The old-fashioned—with handmade snowball ice cubes that, simply from an outsider looking in, feel like could easily be the bane of bartender in having to create—returns with its gingerbread base but somehow has a warmer feel to it this year. And yes, that warmth could very well be the a byproduct of the fact that that last year's holiday season was a no-bar, no-restaurant, no-socializing stretch of isolation and This-Christmas-Is-Shitty sentiment but I am hopeful that in reality, it was just a better made cocktail.
There's even an ode to the early 2000s cocktail obsessions that was the Midori Sour, a loving that was your sweetheart-until-it-projected-onto-the-pavement type of relationship for young drinkers. While it doesn't remotely exude the horrid fake-melon-flavor-forward that is the traditional Midori Sour, it is served in a T-Rex-as-Santa mug and it is far more incredibly balanced than you would think.
And then there's the star, the newest drink of them all: The Oh Dasher. Creamy, foamy, marshmallow-y, this wondrous concoction is nothing short of a pain in the ass to create—black pepper, cardamon, and marshmallow fluff are turned into a creamy base before shaken with egg white, gin, vanilla liqueur, and lemon only to be topped with a toasted marshmallow—but well worth the efforts of your bartender. (So treat them kindly by recognizing their services.)
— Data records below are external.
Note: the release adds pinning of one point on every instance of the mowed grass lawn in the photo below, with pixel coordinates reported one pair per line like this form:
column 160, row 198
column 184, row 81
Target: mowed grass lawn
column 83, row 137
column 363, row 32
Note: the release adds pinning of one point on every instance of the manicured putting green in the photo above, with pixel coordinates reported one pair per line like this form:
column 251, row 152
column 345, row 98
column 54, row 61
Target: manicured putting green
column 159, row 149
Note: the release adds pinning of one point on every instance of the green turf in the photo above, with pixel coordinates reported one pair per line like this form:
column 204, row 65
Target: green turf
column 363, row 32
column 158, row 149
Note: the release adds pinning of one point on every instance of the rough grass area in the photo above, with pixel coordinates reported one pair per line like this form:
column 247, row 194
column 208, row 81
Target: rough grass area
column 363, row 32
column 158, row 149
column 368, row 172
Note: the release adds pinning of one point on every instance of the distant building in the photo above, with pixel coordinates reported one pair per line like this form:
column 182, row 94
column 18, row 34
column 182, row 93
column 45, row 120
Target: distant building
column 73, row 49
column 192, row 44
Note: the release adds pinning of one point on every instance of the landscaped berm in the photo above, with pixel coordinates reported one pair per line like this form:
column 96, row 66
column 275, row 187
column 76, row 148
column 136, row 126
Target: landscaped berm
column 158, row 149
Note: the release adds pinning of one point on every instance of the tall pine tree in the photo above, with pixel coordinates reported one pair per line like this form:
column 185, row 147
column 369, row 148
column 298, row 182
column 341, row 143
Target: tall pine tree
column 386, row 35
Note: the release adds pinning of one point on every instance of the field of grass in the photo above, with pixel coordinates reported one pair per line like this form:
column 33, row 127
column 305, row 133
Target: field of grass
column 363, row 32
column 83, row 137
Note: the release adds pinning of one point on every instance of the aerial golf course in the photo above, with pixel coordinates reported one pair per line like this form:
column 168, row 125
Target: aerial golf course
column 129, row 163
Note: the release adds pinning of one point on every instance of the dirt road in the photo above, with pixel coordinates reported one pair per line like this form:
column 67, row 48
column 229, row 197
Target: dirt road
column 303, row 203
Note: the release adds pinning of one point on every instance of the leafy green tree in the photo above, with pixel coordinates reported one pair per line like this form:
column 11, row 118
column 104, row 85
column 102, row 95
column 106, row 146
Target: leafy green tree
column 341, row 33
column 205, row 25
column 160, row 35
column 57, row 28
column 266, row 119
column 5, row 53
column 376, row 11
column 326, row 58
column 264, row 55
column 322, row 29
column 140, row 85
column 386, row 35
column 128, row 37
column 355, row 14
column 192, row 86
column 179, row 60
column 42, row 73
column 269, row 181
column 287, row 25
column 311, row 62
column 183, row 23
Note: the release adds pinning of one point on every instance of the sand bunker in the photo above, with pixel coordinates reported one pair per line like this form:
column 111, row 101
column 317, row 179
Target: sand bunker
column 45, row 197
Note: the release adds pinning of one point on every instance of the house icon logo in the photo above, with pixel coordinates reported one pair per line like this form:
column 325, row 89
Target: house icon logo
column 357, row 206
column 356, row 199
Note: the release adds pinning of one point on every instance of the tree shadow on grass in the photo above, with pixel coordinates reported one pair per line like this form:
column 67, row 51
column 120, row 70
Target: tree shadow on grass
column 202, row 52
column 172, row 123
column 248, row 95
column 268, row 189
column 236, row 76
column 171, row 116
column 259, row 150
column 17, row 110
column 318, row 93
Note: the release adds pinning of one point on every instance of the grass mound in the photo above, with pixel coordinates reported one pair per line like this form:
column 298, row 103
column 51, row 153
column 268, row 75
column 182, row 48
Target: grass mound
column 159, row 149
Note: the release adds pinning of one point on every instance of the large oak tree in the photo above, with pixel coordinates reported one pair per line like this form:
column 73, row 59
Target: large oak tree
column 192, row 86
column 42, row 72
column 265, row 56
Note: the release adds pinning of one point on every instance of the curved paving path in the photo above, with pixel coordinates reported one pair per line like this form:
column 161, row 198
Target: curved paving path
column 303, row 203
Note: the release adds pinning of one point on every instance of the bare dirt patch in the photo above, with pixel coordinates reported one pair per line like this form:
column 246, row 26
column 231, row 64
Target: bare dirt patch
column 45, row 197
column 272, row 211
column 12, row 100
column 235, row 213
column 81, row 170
From a Midori Sour-inspired tequila cocktail served in a T-Rex-gone-Santa mug to an ode to "Die Hard" with the Yippie Ki Yay Motherfucker! cocktail, Miracle caters to the whimsical and outright awesome aspects of all things American Holiday Season.
And with a limited amount of Miracles occurring in California, it is likely that The Ordinarie is one of the few in the entire state, let alone the region, that are doing it.
Miracle Pop-Up has built a name for itself around the world by doing one thing: taking over local bars and turning them into excessively decorated, kitschy as all hell, outright overwhelming and wonderfully warming watering holes that are saturated in the spirit of the holidays.
Birthed in 2014 as a way to briefly activate a very inactive space—Greg Boehm's unfinished bar in the East Village—bartenders and the bar industry quickly took notice of what became a local cult hit. And they wanted to mimic what Boehm had done.
The intricacy and damn straight over-the-top-ness of Boehm's creation, however, proved hard to mimic and exhausting to recreate on one's own, leading to the creation of one of the most interesting and lucrative pop-up businesses of the decade. With more than 100 locations worldwide, Miracle takes the inspiration of “Miracle on 34th Street” and moves it into bars across the country.